# Suggestions for a passaround...



## TheCaptain

Ok, folks - my turn to give a little back to the community.

I've had in mind a passaround with multiple knives for some time now. As I've mentioned before, I'm a very tactile person and enjoy trying and comparing different things.

I _think_ I can get maybe 3-4 in a flat rate box that can be insured for around $15. I have a few questions for you folks:

1. Ship the knives with or without the boxes? I have boxes for them all and personally think that's the best protection BUT have noticed no boxes in the two passarounds I was privileged to participate in.

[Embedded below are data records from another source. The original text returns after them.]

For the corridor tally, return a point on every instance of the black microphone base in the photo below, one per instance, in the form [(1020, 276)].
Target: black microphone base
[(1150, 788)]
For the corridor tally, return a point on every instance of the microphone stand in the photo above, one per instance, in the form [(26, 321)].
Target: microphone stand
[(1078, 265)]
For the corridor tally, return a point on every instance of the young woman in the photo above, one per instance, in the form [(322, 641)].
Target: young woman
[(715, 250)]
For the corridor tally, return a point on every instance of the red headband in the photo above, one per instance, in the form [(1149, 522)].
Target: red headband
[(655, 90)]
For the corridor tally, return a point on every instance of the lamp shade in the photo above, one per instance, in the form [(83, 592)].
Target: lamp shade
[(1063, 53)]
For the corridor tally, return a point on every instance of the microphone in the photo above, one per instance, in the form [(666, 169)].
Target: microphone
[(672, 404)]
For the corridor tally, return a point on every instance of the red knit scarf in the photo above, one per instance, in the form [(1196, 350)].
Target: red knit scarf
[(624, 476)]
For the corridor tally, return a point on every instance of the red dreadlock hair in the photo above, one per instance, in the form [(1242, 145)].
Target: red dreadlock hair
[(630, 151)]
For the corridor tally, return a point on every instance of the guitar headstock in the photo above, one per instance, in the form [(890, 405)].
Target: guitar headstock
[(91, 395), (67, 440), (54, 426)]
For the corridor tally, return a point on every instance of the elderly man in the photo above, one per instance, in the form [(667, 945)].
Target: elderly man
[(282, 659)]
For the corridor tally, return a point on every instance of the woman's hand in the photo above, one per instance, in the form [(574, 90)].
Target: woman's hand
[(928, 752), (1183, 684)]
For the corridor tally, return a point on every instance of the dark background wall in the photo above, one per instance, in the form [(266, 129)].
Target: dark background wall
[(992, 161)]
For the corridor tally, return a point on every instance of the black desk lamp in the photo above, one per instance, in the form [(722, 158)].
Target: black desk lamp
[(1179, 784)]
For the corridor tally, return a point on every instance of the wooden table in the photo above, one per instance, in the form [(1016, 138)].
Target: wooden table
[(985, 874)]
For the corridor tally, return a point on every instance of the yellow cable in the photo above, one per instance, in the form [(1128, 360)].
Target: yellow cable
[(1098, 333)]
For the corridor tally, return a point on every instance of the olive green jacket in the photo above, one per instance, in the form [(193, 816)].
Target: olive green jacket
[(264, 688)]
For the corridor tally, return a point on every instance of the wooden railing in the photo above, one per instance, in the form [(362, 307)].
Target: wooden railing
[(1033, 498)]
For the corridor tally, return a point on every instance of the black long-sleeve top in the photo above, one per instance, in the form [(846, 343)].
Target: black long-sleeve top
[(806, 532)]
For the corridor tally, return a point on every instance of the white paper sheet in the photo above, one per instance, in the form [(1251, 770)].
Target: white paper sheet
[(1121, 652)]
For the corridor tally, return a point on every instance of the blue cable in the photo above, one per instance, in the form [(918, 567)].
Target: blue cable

2. What knives would you be interested in trying in the bundled set? I've picked the below six from my humble collection because I think they represent a wide range of the awesomeness that is readily available.

1. Waiku 210 Gyuto
2. Gengetsu 210 Gyuto in W#2
3. Toyoma 210 Gyuto
4. Tanaka 210 Gyuto in VG10 (metalmaster so you can see the fit and finish)
5. Gesshin 210 Gyuto - stainless
6. Munetoshi 210 Gyuto 

Or maybe start up 2 passarounds with three in each?

Thoughts?


----------



## valgard

your boxes would be trashed by the end of the pass around if you care about them consider that. Very nice of you BTW.


----------



## TheCaptain

Good point, so ok - no boxes.


----------



## StonedEdge

I'd be down! Wouldn't you be restricting this passaround to USA tho? I'm in eastern Canada


----------



## TheCaptain

I don't see why we can't include Canada? Shipment times/costs are pretty comparable to the US, right?

I'd get a list and then set it in the order of folks who live closest to each other to minimize transit times.


----------



## StonedEdge

That's awesome, yea from Chitown most of of Canada's large cities aren't that far away from a postal service perspective.


----------



## Ivang

that would be awesome!! I think i couldnt handle more than 3 knives and be able to use them enough to form an opinion about them in a timely manner. if I'm lucky enough I'd love to try the gengetsu, wakui and toyama


----------



## TheCaptain

Ok, I'll leave this open for a week to see how much interest we generate then start it the last week in November.


----------



## dwalker

I would love to try 1, 5, and 6


----------



## StonedEdge

1 and 3 primary interests for me


----------



## chinacats

I'd say 1,5,6...and throw in a warning about shipping costs to Canada (my experience anyway).


----------



## labor of love

Toyama is too nice for pass around &#128512;. Vg10 sounds like perfect steel for a pass around!


----------



## Taramonia

That's mighty nice of you, I wish I had more worth passing around lol. As far as your list goes my personal top picks would be the Gengetsu and the Gesshin for sure, then probably the Waiku as I'm not familiar with it at all


----------



## panda

just so you know, first time i did a passaround, it came back totally trashed, it had lost about 3mm blade height and nobody had bothered to thin it so it was fat AF, scratches everywhere, handle stained full of slurry, etc.


----------



## daveb

Sounds like one of your regular knives.....[emoji41]


----------



## panda

Yeah but it's ok when I did it myself &#129315;


----------



## HRC_64

TheCaptain said:


> I don't see why we can't include Canada? Shipment times/costs are pretty comparable to the US, right?



Last time I looked a medium FRB into CA was about $35-45 dollars range.
Roughly double to triple the US domestic costs.


----------